Uzunca bir zamanın ardından tekrar düşüncelerimi yazarak sizlere aktarmak istedim.
İçimde kalsın istemedim, herkes gibi bende duygularımı, o gece yaşadıklarımı bende sizlerle paylaşmak istiyorum. Neyden bahsedeceğimi birçoğunuz kestirmişsinizdir şimdiden...
Evet. 15 Temmuz 2016 gecesinden bahsetmek, unutmamak adına hatırlamak ve hatırlatmak istiyorum.
Tabi mesleğimiz gazetecilik, o geceyi size nasıl anlatmaya başlayacağımı bilemiyorum. Yine sıcak günlerden birgün, haliyle temmuz ayı Urfa'da sıcak olur. Arkadaş ortamı olur, sohbet edilir tavla oynanır, yanında olmazsa olmazı çayı ve nargilesi..
Herşey çok güzeldi o akşam. Ta ki, televizyon ekranlarında gördüğümüz görüntülerden sonra içimizde bir gariplik oluştu, 'noluyor' diye! İsmi lazım değil bir mekanda idik, 3 kişiydik. İnanın Türk bayrağına aşık, 3 ayrı görüşte insandık. O dakika birşeyler aklımızda çözülmeye başladı ve içimiz ürperdi. Bu bir darbe düşüncesiyle ayaklandık. Saatler ilerledikçe gelen bir haberi şaşkınlık içerisinde izliyor ve ne olacağını ne yapacağımıza karar vermenin yollarını arıyorduk. Tabi dediğim gibi, gazetecilik mesleğini de aynı süre içerisinde icra ediyorduk. Yaşanan hadiseleri, gelişmeleri yakından takip ederek insanlarla paylaşmayı da ihmal etmedik. Ama içimizde gerçekten bir tedirgin vardı.
İstanbul Atatürk Havaalanına gelen sayın Cumhurbaşkanımız Recep Tayyip Erdoğan'ın söylemleri üzerine milyonlar gibi bizlerde sokağa döküldük. Tankların İstanbul Ankara gibi büyükşehirlerde sokağa çıkması, insanlarımızın göğsünü tanklara karşı siper etmesi bizleri de aynı şekilde cesaretlendirmişti. Sabaha kadar uyuyamadğımız, en uzun gecede, milletçe tankta topa siper ettik. Ellerimizi açtık Yaradana dua ettik. Allah'ım, Bayrağımızı indirtme, Ezanımızı dindirtme' diye diye...
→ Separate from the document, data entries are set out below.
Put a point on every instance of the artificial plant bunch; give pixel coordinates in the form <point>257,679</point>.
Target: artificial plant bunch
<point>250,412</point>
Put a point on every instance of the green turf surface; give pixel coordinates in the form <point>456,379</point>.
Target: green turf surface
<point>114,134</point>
Ağzıma almak bile istemediğim o hainler var ya, o sözde hoca denilen feto ve mensuplarına, eli silahlı çete örgütleri, herşeyi hesaba kattı lakin, Allah'ın hesabını hiçe sayarak. Haşa, Allah'ın hesabı kadar kuvvetli, gücü kadar keskin, cezası kadar azap birşey yoktur. Allah, iyilerle beraberdir, dua edenin yanındadır.
Allah'ın yardımıyla topu tüfeği eline alan hainlere karşı göğsünü siper eden milyonlar çok şükür o gece galip geldi. Gün doğmadan neler doğar demişler, boşa dememişler gerçekten.
La Galibe İllallah...
15 Temmuz gecesi hainlere hüsran yaşatan Türk Milleti var oldukça, Türk Bayrağı dalgalanmaya, Ezanlar minarelerimizden yankılanmaya devam edecek.
15 Temmuz gecesi şehit düşen 250 kahramana Allah'tan rahmet diliyor, yaralı gazilerimize şükranlarımı sunuyorum.
Allah, bu millete bir daha böyle şeyler yaşatmasın.
Kahramanların destansı zaferini unutmadık, unutturmayacağız.